Introduction: Telaprevir, a reversible selective inhibitor of viral protease and a potential blocker of viral replication, is indicated for the treatment of hepatitis C virus genotype 1 infection. In this study, the pharmacokinetic profile, safety, and tolerability of telaprevir and the effect of food on telaprevir exposure were evaluated in healthy Korean subjects, and compared with data from a previous study in Japanese male subjects.
Methods: The single ascending dose study was conducted in 3 dose-based groups (500, 750, and 1,250 mg, six subjects each) in a fasted state. In the multiple dose study, eight subjects in the fed state received 750 mg of telaprevir once on Day 1 and every 8 hours from Day 2 until the morning of Day 6. Serial blood samples for pharmacokinetic analysis were collected for up to 24 hours in the single ascending dose study and for 6 days in the multiple dose study. Individual pharmacokinetic parameters were calculated using a non-compartmental analysis method. Safety and tolerability profiles were evaluated throughout the study.
Results: Following multiple administrations of telaprevir, maximum plasma concentrations (Cmax), area under the concentration–time curve (AUC0–8), and Ctrough (concentration at 8 h after drug administration) increased by ~2.41-fold. Compared to fasted state values, mean Cmax and AUC0–24 increased by 4.92- and 4.81-fold, respectively, after food intake. The Cmax and AUCinf of Korean subjects were 26%–34% higher than those of Japanese subjects; however, these differences were not clinically significant. All observed adverse events were mild and there was no discontinuation due to AEs.
Conclusion: In conclusion, the telaprevir’s pharmacokinetic characteristics were similar in Korean and Japanese subjects. Telaprevir was well tolerated in a single dose of up to 1,250 mg and in multiple doses of 750 mg.

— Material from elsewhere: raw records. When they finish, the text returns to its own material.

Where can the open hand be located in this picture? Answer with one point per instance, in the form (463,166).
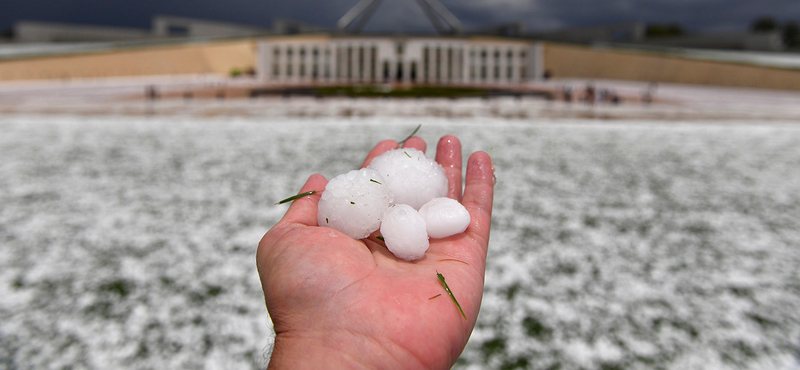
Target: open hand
(336,302)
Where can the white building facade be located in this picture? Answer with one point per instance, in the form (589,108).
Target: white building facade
(326,59)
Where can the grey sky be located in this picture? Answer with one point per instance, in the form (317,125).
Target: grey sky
(405,15)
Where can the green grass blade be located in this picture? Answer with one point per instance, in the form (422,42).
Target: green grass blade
(298,196)
(447,289)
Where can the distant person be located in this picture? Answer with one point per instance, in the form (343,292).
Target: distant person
(340,303)
(650,93)
(589,94)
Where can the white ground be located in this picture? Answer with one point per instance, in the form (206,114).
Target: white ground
(128,241)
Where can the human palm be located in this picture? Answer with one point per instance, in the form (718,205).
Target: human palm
(340,302)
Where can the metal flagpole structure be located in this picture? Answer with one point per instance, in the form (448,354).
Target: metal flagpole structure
(438,15)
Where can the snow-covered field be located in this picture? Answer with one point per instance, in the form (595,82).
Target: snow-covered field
(129,241)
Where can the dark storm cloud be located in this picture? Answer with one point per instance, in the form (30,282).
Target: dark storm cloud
(405,15)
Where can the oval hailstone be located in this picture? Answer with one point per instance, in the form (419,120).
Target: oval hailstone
(404,232)
(413,178)
(353,203)
(444,217)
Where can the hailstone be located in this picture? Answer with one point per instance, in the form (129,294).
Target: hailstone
(353,203)
(404,232)
(444,217)
(413,178)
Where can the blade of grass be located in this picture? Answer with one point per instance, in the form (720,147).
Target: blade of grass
(447,289)
(298,196)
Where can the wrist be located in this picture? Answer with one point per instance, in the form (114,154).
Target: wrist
(341,350)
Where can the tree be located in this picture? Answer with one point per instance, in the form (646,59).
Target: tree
(764,24)
(668,29)
(791,33)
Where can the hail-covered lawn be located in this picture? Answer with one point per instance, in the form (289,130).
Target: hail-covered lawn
(129,242)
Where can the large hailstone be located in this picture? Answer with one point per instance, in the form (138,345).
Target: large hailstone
(444,217)
(353,203)
(413,178)
(404,232)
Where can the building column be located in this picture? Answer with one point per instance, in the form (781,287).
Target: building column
(368,63)
(431,77)
(503,64)
(467,63)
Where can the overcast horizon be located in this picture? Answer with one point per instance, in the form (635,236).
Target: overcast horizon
(406,16)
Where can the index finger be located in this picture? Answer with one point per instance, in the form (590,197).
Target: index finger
(478,198)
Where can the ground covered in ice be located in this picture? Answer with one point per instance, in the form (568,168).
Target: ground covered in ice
(129,241)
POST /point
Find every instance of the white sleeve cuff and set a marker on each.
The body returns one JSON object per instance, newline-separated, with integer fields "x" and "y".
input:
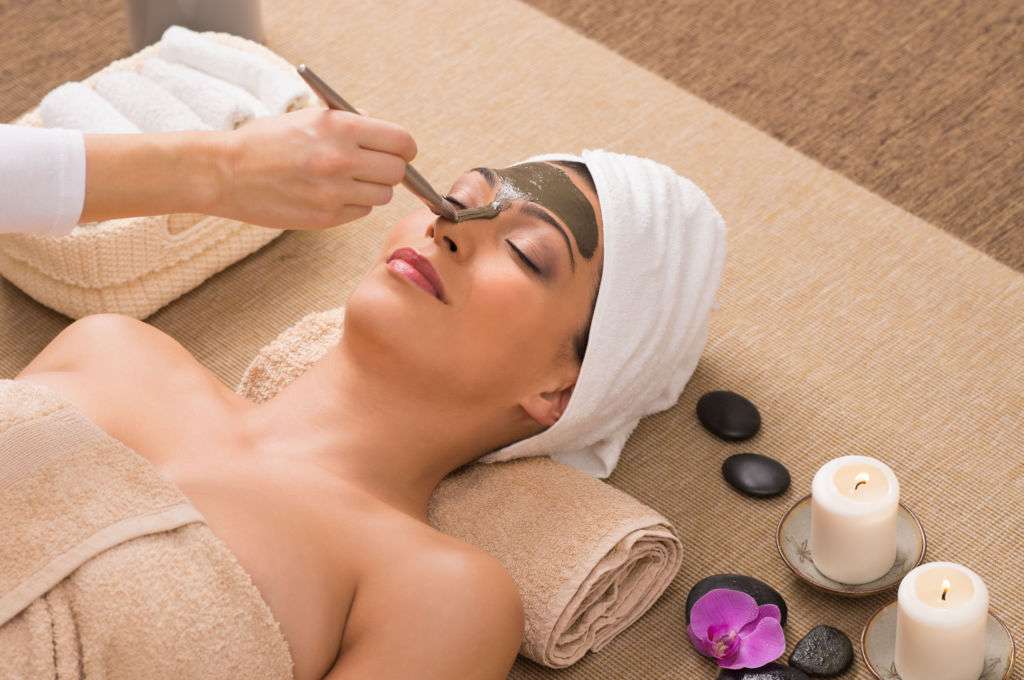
{"x": 42, "y": 179}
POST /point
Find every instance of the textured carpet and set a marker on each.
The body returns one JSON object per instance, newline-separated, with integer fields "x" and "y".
{"x": 922, "y": 102}
{"x": 855, "y": 326}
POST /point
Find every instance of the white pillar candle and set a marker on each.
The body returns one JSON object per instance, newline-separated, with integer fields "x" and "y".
{"x": 940, "y": 624}
{"x": 854, "y": 501}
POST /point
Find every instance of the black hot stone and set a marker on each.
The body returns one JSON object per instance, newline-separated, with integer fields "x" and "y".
{"x": 824, "y": 651}
{"x": 768, "y": 672}
{"x": 755, "y": 474}
{"x": 728, "y": 415}
{"x": 759, "y": 590}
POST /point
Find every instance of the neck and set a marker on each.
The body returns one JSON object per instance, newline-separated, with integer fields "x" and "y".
{"x": 384, "y": 436}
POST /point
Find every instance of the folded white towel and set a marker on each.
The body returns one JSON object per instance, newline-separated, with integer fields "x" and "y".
{"x": 280, "y": 89}
{"x": 664, "y": 253}
{"x": 146, "y": 104}
{"x": 220, "y": 104}
{"x": 75, "y": 105}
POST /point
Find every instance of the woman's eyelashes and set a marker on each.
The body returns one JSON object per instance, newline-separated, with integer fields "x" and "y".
{"x": 521, "y": 255}
{"x": 525, "y": 259}
{"x": 458, "y": 204}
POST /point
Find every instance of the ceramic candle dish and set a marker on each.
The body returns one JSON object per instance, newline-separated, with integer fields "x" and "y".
{"x": 794, "y": 536}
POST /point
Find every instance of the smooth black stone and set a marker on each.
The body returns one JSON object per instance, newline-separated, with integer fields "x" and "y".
{"x": 771, "y": 671}
{"x": 728, "y": 415}
{"x": 759, "y": 590}
{"x": 755, "y": 474}
{"x": 823, "y": 651}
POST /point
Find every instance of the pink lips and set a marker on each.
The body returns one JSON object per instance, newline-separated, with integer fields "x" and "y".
{"x": 418, "y": 269}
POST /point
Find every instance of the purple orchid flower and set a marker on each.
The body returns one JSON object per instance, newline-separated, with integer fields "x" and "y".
{"x": 729, "y": 627}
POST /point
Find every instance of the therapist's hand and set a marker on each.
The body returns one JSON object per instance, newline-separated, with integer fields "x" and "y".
{"x": 310, "y": 169}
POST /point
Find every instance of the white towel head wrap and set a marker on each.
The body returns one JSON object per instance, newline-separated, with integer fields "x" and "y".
{"x": 664, "y": 254}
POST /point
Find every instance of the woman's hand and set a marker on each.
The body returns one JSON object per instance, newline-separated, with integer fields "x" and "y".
{"x": 310, "y": 169}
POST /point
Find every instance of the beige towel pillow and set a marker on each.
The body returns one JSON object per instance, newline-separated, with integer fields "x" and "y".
{"x": 135, "y": 265}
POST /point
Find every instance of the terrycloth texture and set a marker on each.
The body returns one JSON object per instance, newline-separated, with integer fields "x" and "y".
{"x": 220, "y": 104}
{"x": 588, "y": 558}
{"x": 280, "y": 89}
{"x": 135, "y": 265}
{"x": 853, "y": 325}
{"x": 108, "y": 570}
{"x": 145, "y": 103}
{"x": 78, "y": 107}
{"x": 664, "y": 253}
{"x": 42, "y": 179}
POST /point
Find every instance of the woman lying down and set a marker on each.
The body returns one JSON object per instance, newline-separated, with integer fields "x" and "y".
{"x": 550, "y": 329}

Keywords: antiviral agents, hepatitis C virus, NS3/4A protease, ethnicity, pharmacokinetic profile

Introduction

Hepatitis C virus (HCV) is one of the major causes of liver disease and may lead to liver cirrhosis, hepatocellular cancer, liver failure, and even death.1 While HCV is prevalent worldwide, the most affected regions are North Africa, Central Asia, and East Asia.2 Among the seven recognized genotypes (1–7) of HCV strains, HCV genotype 1 is considered responsible for the majority of HCV cases in East Asia.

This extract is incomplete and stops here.